Most newer cards implement the more capable VBE 3.0 standard. Older versions of VBE provide only a real mode interface, which cannot be used without a significant performance penalty from within protected mode operating systems. Consequently, the VBE standard has almost never been used for writing a video card's drivers; each vendor has thus had to invent a proprietary protocol for communicating with its own video card. Despite this, it is common that a driver thunk out to the real mode interrupt in order to initialize screen modes and gain direct access to a card's linear frame buffer, because these tasks would otherwise require handling many hundreds of proprietary variations that exist from card to card.

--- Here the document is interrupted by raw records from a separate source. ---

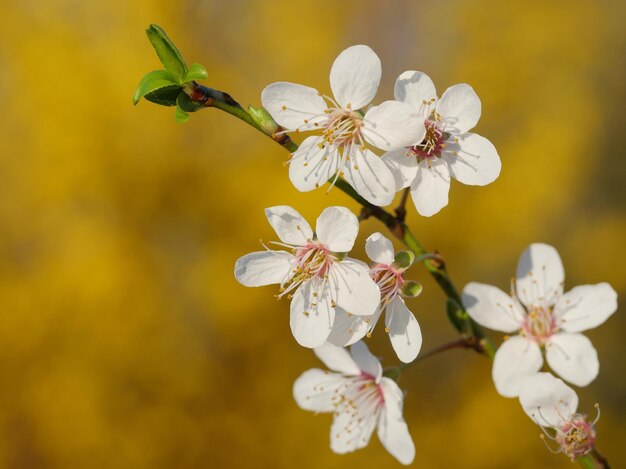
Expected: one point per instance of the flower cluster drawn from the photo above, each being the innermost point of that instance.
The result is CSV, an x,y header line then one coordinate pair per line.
x,y
547,322
425,141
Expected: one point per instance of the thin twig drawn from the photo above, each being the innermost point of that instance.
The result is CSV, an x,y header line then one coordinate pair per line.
x,y
401,208
395,224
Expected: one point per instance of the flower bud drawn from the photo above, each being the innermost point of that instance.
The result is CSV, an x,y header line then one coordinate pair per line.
x,y
263,118
404,259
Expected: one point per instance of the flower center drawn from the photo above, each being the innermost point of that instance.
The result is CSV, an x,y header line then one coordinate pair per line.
x,y
388,279
313,260
539,324
576,436
433,144
343,127
361,399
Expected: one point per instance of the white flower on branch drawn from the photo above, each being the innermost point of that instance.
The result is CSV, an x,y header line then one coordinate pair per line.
x,y
400,323
314,271
546,319
360,398
345,128
552,405
447,150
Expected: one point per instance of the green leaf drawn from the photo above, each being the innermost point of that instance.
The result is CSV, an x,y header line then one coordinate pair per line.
x,y
151,82
404,259
164,96
187,104
196,72
168,53
181,116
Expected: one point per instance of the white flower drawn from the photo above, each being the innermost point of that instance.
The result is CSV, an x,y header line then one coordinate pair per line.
x,y
314,272
551,404
340,150
360,398
546,318
448,149
404,330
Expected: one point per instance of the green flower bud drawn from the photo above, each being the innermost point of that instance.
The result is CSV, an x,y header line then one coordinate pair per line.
x,y
411,288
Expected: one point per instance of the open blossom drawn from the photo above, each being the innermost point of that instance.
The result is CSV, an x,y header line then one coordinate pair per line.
x,y
551,404
345,128
546,320
360,398
400,323
314,272
447,150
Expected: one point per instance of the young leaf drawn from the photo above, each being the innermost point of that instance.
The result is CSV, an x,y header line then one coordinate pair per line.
x,y
168,53
196,72
153,81
164,96
181,116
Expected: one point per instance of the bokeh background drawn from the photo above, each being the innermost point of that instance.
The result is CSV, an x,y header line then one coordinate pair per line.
x,y
125,341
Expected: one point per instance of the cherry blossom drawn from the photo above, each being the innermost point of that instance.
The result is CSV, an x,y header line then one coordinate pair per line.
x,y
400,323
551,404
340,150
447,150
314,272
545,319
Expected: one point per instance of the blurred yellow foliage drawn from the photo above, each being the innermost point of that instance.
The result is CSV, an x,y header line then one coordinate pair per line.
x,y
125,341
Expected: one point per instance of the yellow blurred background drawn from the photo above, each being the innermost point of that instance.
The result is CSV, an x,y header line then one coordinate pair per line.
x,y
125,341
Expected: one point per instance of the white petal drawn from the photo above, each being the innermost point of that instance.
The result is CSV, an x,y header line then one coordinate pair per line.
x,y
350,432
337,228
403,166
337,359
473,159
289,225
349,328
430,188
263,268
491,307
540,276
311,316
416,89
585,307
370,177
459,108
404,331
379,248
516,359
354,289
573,358
393,431
547,400
393,125
315,390
311,166
291,104
366,362
355,76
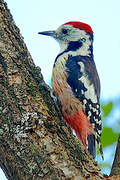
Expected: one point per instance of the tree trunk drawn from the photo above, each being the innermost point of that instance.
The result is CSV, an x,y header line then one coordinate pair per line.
x,y
35,142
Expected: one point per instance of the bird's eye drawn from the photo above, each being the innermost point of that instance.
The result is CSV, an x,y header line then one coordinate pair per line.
x,y
64,31
83,39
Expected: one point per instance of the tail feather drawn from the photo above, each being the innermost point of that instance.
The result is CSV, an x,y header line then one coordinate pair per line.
x,y
92,145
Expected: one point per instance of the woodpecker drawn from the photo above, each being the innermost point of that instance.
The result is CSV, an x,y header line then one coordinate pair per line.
x,y
76,82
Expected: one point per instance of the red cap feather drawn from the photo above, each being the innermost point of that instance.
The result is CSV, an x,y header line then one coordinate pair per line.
x,y
80,25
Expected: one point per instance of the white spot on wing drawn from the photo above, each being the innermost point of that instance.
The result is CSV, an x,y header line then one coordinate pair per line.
x,y
90,93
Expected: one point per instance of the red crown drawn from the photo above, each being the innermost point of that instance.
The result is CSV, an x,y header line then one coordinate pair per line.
x,y
80,25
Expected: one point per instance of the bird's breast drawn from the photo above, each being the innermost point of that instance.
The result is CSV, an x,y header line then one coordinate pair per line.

In EFI 1.x systems, the INT 10H and the VESA BIOS Extensions (VBE) are replaced by the EFI UGA protocol. In widely used UEFI 2.x systems, the INT 10H and the VBE are replaced by the UEFI GOP.[1][2]


Early VBE[edit]

VBE 1.0 (VS891001) was defined in 1989.[3] VBE 1.1 (VS900602) was defined in 1990. VBE 1.2 (VS911022) was defined in 1991.[4] These versions of VBE require real mode to work.

VBE defines several new functions called through INT 10H. The function numbering start with AX=4F00, or (AH=4F, AL=00), for Function 00h. 00h to 05h were defined in VBE 1.0, 06h and 07h in 1.1, and 08h in 1.2.

VESA BIOS Extensions (VBE core) 2.0 (November 1994)[edit]

This standard provides the primary functionality of the VESA BIOS Extensions. It allows applications to determine the capabilities of the graphics card and provides the ability to set the display modes that are found. VBE 2.0 adds some new features above the prior VBE 1.2 standard including linear framebuffer access and protected mode banking. Some of the VBE Core 2.0[5] features include:

Linear framebuffer access
Enables direct framebuffer access in protected mode as one large area of memory instead of less efficient smaller chunks.
Protected mode banking
Allows access to the framebuffer from protected mode without "thunking" down to real mode. This is implemented using a new Function 0Ah.
Super VGA page flipping
Allows higher performance animation to provide for smooth animation for computer games and other high performance graphics programs.
Super VGA virtual screens
Allows software to set up virtual display resolutions, larger than the actual displayed resolution, and smoothly scroll or pan around the larger image.
High Color and TrueColor modes
Industry standard 16-bit and 24-bit graphics modes for resolutions from 320×200 up to 1600×1200.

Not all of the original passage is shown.